First week (even though is publish later. :) )
This first entry is about belonging somewhere.
Here it goes:
Journal – first class Aug 22– Aug 26
The first class was a great dynamic because
of the interventions, but above all, two stayed stuck in my
head. Two girls in the class are daughters of immigrant Latinos in the USA. Usually, you think, that when an immigrant raises
their child, they become more included in society. My cousin was born in
Colombia and grew up in the States, but she identifies as Colombian because of her childhood in Colombia. My classmates have a different situation: they
were born and grew up in the States. Are they from here or there? Or both?
Before, I had heard this feeling of being from nowhere of immigrants who decided to move their lives to another country.

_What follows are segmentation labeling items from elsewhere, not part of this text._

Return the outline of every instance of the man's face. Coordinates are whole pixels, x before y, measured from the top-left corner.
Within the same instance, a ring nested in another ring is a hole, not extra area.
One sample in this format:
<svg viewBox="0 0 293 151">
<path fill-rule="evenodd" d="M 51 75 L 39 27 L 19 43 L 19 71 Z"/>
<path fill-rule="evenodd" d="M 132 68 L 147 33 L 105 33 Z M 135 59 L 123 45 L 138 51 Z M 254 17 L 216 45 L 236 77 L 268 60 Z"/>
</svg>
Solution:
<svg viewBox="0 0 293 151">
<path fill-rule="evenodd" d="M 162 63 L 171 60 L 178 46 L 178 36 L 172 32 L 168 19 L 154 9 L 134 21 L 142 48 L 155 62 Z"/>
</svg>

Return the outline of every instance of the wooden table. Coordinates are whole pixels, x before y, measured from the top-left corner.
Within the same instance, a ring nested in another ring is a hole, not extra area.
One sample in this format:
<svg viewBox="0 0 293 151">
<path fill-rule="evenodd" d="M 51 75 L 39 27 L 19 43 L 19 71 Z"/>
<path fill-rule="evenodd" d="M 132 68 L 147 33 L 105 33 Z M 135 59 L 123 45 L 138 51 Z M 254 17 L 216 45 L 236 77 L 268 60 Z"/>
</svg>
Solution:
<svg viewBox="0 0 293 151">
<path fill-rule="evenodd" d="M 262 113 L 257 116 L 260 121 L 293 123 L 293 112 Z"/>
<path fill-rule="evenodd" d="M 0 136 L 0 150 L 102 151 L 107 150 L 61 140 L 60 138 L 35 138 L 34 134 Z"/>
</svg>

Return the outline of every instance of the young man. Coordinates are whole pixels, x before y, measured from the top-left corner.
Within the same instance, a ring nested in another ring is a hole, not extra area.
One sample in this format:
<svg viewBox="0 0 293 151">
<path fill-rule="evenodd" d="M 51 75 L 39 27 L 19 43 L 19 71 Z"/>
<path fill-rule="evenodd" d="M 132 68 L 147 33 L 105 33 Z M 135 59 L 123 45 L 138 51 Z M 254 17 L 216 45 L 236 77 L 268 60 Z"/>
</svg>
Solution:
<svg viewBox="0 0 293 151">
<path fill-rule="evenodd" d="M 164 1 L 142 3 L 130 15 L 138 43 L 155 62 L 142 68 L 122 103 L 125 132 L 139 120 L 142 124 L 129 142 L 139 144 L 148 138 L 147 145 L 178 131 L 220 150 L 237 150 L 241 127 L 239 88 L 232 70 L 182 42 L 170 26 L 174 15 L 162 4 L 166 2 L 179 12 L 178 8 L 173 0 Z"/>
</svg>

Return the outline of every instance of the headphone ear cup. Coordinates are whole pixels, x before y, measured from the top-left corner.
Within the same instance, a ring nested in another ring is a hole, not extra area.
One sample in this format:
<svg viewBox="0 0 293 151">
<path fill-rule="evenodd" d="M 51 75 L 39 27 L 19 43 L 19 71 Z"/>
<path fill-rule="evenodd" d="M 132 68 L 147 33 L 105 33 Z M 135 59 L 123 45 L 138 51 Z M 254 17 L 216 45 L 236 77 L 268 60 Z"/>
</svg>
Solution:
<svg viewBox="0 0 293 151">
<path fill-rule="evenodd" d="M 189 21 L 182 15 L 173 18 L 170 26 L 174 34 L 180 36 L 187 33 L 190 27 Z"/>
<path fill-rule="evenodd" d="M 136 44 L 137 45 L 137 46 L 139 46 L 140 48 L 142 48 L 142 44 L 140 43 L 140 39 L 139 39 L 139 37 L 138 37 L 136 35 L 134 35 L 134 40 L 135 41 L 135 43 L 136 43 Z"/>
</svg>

This is because when they are in the foreign country, they are aliens and if
they return to their home countries, especially for a long time, then they become from the other country. Although
these classmates were born in the USA, and of course, they lived their parent's
culture at home and their ‘American' life at school or in the street. And
even though, maybe they don't know where their parents came from, still they are experiencing
some kind of discrimination.
Now I remember that wasn’t the case for some close friends. They moved to Spain and their kids were born there, but didn’t feel like they arent from Colombia or Spain. Their parents did, of course, but they, really feel Spanish people with Latino roots. They have nostalgic feelings about Colombia because of what their parents have shared with them, but they feel part of Spain totally. So, maybe it depends on the community where the kids are born and how friendly, this community is with others. Also, How this community established the point to appropriate people. In other words, if for the community is enough to be born in that place to be considered their own and not half of it. How many generations, for other communities, must be to consider that family or those children of their own. Or how many years?
This brings to my mind, a Mexican friend who was
born in France, but to be French, he as a baby, must live in France
for the first year. His parents didn’t stay that long, so he doesn't have the
french nationality. He feels proudly Mexican, but every time he tells that story someone asks him if he wants to be French. Each country legally has its own requirements, but also it goes further than that because is not only a legal nationality but to be
included as part of the society. And this is a very difficult issue.
This matter also makes me wonder, what if he had French nationality, if he moved to France, would he be discriminated against? Probably yes.
Now I´m asking myself, about inside Latinoamerica. For example, being an immigrant in another Latino American country. There is also discrimination depending on where you are coming from. That's what Venezuelans are experiencing now doesn´t matter to the country they move to. It can be a country in Latin America, Europe, or other places.
About this subject, what has left me is that immigrant discrimination may continue to the next generation even though they are born in the next country depending on the community which the immigrant person arrives and other issues because is not only where I arrive but what I bring or numerous people bring to the next country. For example, we Colombians have to deal with narcotrafic publicity in foreign countries.